Full disclosure: Leto remains one of the more “eccentric” celebrities I’ve ever interviewed – part Anne Rice’s Lestat, part Gucci-clad Jesus – so perhaps I’m not as objective as one should be about this otherworldly being’s foray into skincare. Throughout our chat (pre-Covid) he insisted we didn’t shake hands, nor move from my allotted position on the sofa. The packaging, designed to mimic the dusk of the Mojave desert, is certainly very nice, and he’s a great advert for how good the fifty-something man can look.
Ditto Brad Pitt, who also launched a debut skincare brand this year. Entitled Le Domaine, it’s a collaboration between an organic wine company that employs recycled glass from wine barrels and features creams, serums and cleansers from £60-£290 ($118-$570). Not to forget Idris Elba, who set up S’able with his wife Sabrina in 2020 and has a genderless skincare range featuring toner, moisturiser and various bathroom kits. Or Harry Styles, who last year debuted the rather cloyingly titled Pleasing to peddle not just the obscene-sounding Pleasing Pen but a whole range of clothes too.

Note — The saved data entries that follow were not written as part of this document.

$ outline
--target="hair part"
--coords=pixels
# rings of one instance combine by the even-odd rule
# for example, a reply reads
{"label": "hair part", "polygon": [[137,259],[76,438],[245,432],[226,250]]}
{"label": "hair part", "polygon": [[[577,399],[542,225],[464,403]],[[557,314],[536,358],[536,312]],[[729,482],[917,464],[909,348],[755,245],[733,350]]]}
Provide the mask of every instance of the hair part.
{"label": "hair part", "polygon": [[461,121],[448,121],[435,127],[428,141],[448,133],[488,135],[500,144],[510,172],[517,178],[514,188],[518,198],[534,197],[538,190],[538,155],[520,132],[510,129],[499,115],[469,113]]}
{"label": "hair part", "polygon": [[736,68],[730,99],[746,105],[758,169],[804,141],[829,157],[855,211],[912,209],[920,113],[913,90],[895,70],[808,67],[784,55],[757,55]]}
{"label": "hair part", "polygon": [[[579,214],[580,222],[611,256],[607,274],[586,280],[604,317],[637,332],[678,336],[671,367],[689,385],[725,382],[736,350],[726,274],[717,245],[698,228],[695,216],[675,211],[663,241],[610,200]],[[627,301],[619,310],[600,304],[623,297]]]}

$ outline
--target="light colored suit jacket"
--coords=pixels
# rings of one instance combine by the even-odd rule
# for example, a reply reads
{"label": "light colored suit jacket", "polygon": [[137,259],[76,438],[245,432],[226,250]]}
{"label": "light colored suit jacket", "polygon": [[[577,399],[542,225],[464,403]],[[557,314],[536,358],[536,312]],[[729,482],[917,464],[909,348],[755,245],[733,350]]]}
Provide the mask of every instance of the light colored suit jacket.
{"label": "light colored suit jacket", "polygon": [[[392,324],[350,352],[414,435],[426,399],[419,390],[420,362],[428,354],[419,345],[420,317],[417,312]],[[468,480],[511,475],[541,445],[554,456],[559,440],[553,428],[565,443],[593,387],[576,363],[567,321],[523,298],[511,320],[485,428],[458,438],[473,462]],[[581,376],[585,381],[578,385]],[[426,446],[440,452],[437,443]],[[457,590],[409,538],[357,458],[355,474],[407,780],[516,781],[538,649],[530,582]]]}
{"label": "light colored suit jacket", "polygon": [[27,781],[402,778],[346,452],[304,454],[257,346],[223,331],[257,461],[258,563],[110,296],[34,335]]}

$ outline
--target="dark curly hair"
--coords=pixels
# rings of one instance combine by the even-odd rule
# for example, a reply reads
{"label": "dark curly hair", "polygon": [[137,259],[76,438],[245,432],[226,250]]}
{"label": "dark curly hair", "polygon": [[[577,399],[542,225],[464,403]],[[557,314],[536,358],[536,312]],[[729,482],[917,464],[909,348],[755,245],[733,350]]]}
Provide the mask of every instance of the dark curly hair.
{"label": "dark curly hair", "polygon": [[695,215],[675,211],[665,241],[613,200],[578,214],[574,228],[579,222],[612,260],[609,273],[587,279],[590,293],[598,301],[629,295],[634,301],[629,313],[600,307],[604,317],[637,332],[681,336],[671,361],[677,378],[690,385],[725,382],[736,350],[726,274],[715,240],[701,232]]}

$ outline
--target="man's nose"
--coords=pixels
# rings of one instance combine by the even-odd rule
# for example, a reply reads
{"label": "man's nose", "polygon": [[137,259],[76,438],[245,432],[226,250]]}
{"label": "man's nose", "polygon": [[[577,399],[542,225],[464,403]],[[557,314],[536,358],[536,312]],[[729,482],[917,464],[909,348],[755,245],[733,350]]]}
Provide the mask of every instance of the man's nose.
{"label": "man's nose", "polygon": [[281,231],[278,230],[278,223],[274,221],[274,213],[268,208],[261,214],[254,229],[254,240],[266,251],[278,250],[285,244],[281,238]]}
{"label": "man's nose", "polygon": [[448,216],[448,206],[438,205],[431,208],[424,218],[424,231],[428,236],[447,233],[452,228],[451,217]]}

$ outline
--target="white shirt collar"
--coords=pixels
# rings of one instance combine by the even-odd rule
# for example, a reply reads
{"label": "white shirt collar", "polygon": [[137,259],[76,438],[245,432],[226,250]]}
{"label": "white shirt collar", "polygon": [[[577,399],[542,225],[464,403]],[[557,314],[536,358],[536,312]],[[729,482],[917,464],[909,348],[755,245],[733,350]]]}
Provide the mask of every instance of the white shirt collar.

Perhaps I’m an old cynic but you can’t imagine Cary Grant hawking an eye cream, can you? You didn’t see Charles Dance – devastatingly stylish still at 76 – showcasing the latest serum pour homme, or Robert Redford offering tips to make his strawberry blond locks luminate just so. Those guys held a certain mystery, a sense of masculine elegance. Even Paul Newman kept it to a range of salad dressings.
While we’re past the dinosaur attitudes that skincare is effeminate and applaud the importance of men using moisturiser, it’s a path that’s run aground before. In 2018 David Beckham launched a (very nice, as it happens) grooming brand called House 99, presumably based on the fact that most British men want to look like him. Skip forward to 2022 and it’s nowhere to be seen.
That said there are a wealth of men’s grooming products in this booming (now worth £50bn - $98b) industry worth exploring. Labels such as Thomas Clipper, Baxter of California and Dr Jackson create excellent men’s products. But while most men want to look like Brad Pitt, I’m not sure how many want to emulate the elfin Mr Leto – who famously didn’t know Covid had hit in 2020 because he was on a silent meditation in the desert.
Or perhaps Gen Z will devour it in the name of Brand Celeb? Whatever outcome, namaste. I’ll stick to my Clarins for now.